Roam's graph is made of text. Pages link to pages. Blocks reference blocks. The connections are powerful for thought exploration, but they carry no type information. A link between a person and a project looks the same as a link between two random notes. You can't query "all contacts at Company X" because contacts don't exist as a concept — they're just pages with a name.
Synap's graph is made of typed entities. A contact entity has an email, phone, and company. A deal entity has a stage, value, and close date. Relationships between entities are typed too: a contact "works at" a company, a task "belongs to" a project. This structure makes the graph queryable, viewable, and meaningful at scale.
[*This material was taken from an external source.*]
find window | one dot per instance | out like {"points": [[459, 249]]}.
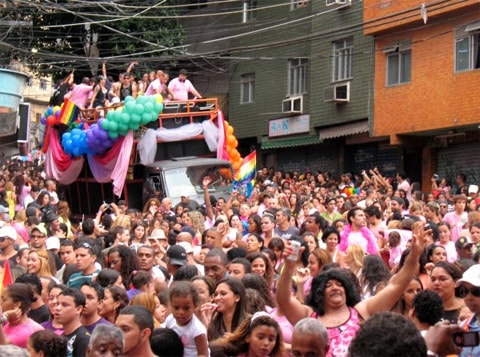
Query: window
{"points": [[297, 76], [249, 7], [43, 84], [467, 47], [342, 59], [298, 4], [247, 88], [399, 63]]}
Roam has essentially one view: the daily page with an outline and bi-directional links. There's a graph visualization, but it's more decorative than functional — at scale, it becomes an unreadable hairball.
Synap has 12+ view types, each designed for different tasks. Need to manage a pipeline? Kanban view. Planning your week? Calendar view. Analyzing data? Table view. Exploring connections? Graph view — but one that's meaningful because the nodes are typed entities, not anonymous text blobs. The same data, rendered in whatever shape matches how you need to think right now.
Roam was revolutionary in 2020. But development has slowed significantly. The AI revolution arrived, and Roam didn't adapt. There's no AI-powered organization, no model choice, no structured entity system, and no meaningful new features in the pipeline. Meanwhile, the price remains $15/month (or $500 for the "Believer" plan), with no self-hosting option.
Synap is built for the AI era from the ground up. AI structures your data. The proposal system keeps AI transparent. Any model works through OpenRouter. Your data lives on a dedicated PostgreSQL pod you own. And the development pace is measured in weekly releases, not yearly blog posts.